AbstractThe diversity and sheer increase in the number of connected Internet of Things (IoT) devices have brought significant concerns associated with storing and protecting a large volume of IoT data. Storage volume requirements and computational costs are continuously rising in the conventional cloud-centric IoT structures. Besides, dependencies of the centralized server solution impose significant trust issues and make it vulnerable to security risks. In this paper, a layer-based distributed data storage design and implementation of a blockchain-enabled large-scale IoT system are proposed. It has been developed to mitigate the above-mentioned challenges by using the Hyperledger Fabric (HLF) platform for distributed ledger solutions. The need for a centralized server and a third-party auditor was eliminated by leveraging HLF peers performing transaction verifications and records audits in a big data system with the help of blockchain technology. The HLF blockchain facilitates storing the lightweight verification tags on the blockchain ledger. In contrast, the actual metadata are stored in the off-chain big data system to reduce the communication overheads and enhance data integrity. Additionally, a prototype has been implemented on embedded hardware showing the feasibility of deploying the proposed solution in IoT edge computing and big data ecosystems.

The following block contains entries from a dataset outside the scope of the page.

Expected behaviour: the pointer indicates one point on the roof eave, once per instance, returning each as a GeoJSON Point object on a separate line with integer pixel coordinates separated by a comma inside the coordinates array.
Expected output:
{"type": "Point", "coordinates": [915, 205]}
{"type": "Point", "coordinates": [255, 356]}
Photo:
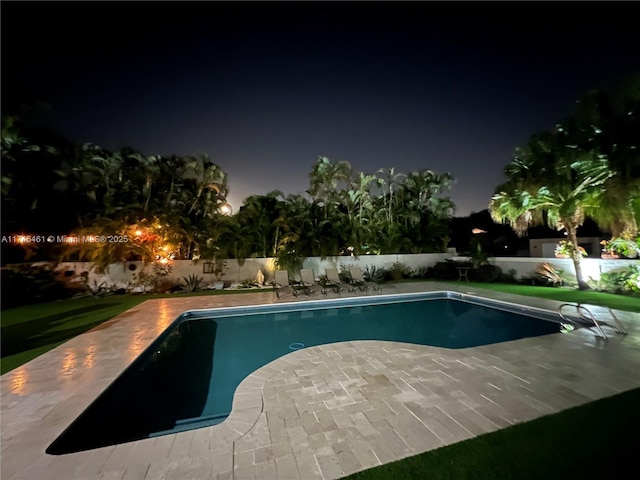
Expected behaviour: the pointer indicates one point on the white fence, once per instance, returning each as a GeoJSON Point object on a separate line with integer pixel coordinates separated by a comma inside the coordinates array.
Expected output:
{"type": "Point", "coordinates": [121, 275]}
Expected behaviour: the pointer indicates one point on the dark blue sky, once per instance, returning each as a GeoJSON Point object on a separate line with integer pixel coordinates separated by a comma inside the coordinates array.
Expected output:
{"type": "Point", "coordinates": [264, 88]}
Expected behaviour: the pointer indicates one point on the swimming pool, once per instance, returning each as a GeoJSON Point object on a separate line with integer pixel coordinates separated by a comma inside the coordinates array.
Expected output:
{"type": "Point", "coordinates": [187, 377]}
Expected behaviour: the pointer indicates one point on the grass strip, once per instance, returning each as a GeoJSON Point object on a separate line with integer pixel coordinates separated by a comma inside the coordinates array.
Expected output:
{"type": "Point", "coordinates": [592, 441]}
{"type": "Point", "coordinates": [627, 303]}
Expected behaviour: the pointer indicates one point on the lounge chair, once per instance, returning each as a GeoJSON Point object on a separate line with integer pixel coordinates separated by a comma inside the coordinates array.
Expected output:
{"type": "Point", "coordinates": [334, 282]}
{"type": "Point", "coordinates": [281, 283]}
{"type": "Point", "coordinates": [358, 280]}
{"type": "Point", "coordinates": [307, 280]}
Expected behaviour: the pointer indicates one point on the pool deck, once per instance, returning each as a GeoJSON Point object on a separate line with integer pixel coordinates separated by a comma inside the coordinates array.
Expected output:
{"type": "Point", "coordinates": [317, 413]}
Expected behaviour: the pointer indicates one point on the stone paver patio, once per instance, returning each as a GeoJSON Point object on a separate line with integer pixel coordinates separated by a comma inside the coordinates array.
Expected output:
{"type": "Point", "coordinates": [321, 412]}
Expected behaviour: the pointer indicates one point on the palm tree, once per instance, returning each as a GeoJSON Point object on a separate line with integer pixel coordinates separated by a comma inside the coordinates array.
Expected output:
{"type": "Point", "coordinates": [259, 213]}
{"type": "Point", "coordinates": [608, 122]}
{"type": "Point", "coordinates": [210, 185]}
{"type": "Point", "coordinates": [550, 181]}
{"type": "Point", "coordinates": [325, 178]}
{"type": "Point", "coordinates": [389, 183]}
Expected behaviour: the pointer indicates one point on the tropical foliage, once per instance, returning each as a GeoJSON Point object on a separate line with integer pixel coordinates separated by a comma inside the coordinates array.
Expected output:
{"type": "Point", "coordinates": [586, 166]}
{"type": "Point", "coordinates": [113, 206]}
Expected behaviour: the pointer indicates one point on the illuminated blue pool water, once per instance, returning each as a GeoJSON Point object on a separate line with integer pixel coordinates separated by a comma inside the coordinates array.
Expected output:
{"type": "Point", "coordinates": [186, 379]}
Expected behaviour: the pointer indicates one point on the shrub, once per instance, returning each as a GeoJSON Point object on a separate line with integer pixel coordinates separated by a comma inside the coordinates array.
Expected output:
{"type": "Point", "coordinates": [444, 270]}
{"type": "Point", "coordinates": [398, 271]}
{"type": "Point", "coordinates": [192, 282]}
{"type": "Point", "coordinates": [27, 283]}
{"type": "Point", "coordinates": [488, 273]}
{"type": "Point", "coordinates": [373, 273]}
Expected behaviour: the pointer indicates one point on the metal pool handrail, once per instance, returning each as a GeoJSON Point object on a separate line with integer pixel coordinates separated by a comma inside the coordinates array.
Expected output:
{"type": "Point", "coordinates": [581, 308]}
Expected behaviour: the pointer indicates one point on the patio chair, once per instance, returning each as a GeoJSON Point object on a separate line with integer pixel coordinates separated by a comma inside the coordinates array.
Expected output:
{"type": "Point", "coordinates": [358, 280]}
{"type": "Point", "coordinates": [334, 282]}
{"type": "Point", "coordinates": [307, 280]}
{"type": "Point", "coordinates": [281, 284]}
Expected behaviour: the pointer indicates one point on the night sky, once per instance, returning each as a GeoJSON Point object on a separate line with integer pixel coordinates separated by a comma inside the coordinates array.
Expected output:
{"type": "Point", "coordinates": [264, 88]}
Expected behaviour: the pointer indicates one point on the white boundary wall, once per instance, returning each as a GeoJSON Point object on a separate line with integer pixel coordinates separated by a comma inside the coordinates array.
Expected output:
{"type": "Point", "coordinates": [120, 274]}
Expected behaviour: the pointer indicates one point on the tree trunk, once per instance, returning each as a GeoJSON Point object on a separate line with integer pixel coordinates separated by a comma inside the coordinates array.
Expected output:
{"type": "Point", "coordinates": [576, 256]}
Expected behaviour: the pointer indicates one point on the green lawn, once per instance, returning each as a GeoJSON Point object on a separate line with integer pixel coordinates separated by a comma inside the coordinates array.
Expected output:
{"type": "Point", "coordinates": [570, 295]}
{"type": "Point", "coordinates": [593, 441]}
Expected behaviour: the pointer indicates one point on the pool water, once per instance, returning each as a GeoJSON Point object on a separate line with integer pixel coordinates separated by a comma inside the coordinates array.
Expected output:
{"type": "Point", "coordinates": [187, 378]}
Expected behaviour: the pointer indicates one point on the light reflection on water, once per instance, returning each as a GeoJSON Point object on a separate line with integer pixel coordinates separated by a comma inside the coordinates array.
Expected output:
{"type": "Point", "coordinates": [19, 380]}
{"type": "Point", "coordinates": [69, 363]}
{"type": "Point", "coordinates": [90, 356]}
{"type": "Point", "coordinates": [163, 319]}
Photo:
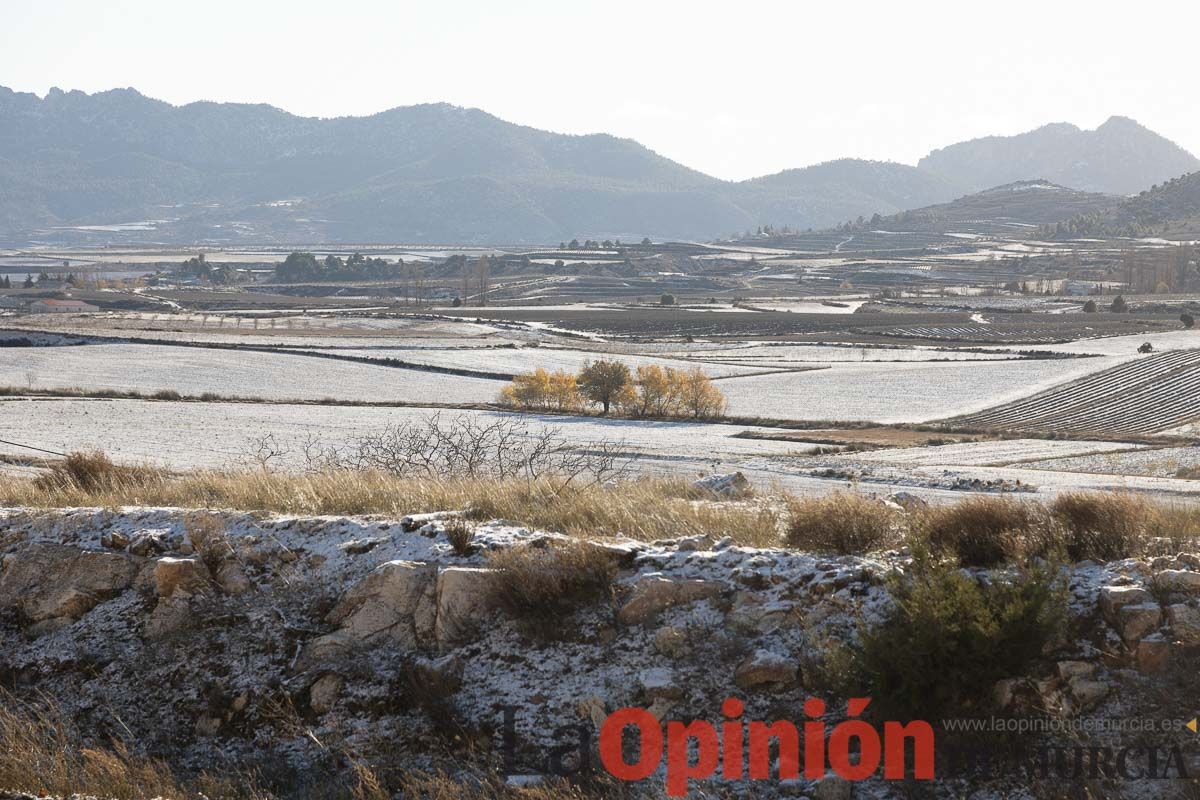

Finally, experiments have been conducted to evaluate the performance of the proposed scheme in terms of its throughput, latency, communication, and computation costs. The obtained results have indicated the feasibility of the proposed solution to retrieve and store the provenance of large-scale IoT data within the Big Data ecosystem using the HLF blockchain. The experimental results show the throughput of about 600 transactions, 500 ms average response time, about 2–3% of the CPU consumption at the peer process and approximately 10–20% at the client node. The minimum latency remained below 1 s however, there is an increase in the maximum latency when the sending rate reached around 200 transactions per second (TPS).


2018 ◽  
Vol 219 ◽  
pp. 05004 ◽  
Author(s):  
Konrad Miśkiewicz ◽  
Robert Banasiak ◽  
Maciej Niedostatkiewicz ◽  
Krzysztof Grudzień ◽  
Laurent Babout

Discrete Element Method (DEM) is one of available numerical methods to compute movement of particles in large scale simulations. The method has been frequently applied to simulate the cases of grain or bulk material as the major research issue. The paper describes a new method of generating high dense packing with mixed material of two different shape used in DEM simulation. The initial packing is an important parameter to control, because have influence on the first few seconds after start the simulation. Some-times when the material in silo is arranged with loose packing before the start, the particles move downward gravity. These changes between the start and the first few seconds in simulations act strongly on the results at the end of a discharging process in silo. At the initial simulation time it is important to prepare proper packing with mixed material, in order to make sure that the particles will not move due to gravity action. This solution is a necessary step to integrate in the simulation procedure in order to compare later the computer simulation with experimental measurements of material discharge in a silo.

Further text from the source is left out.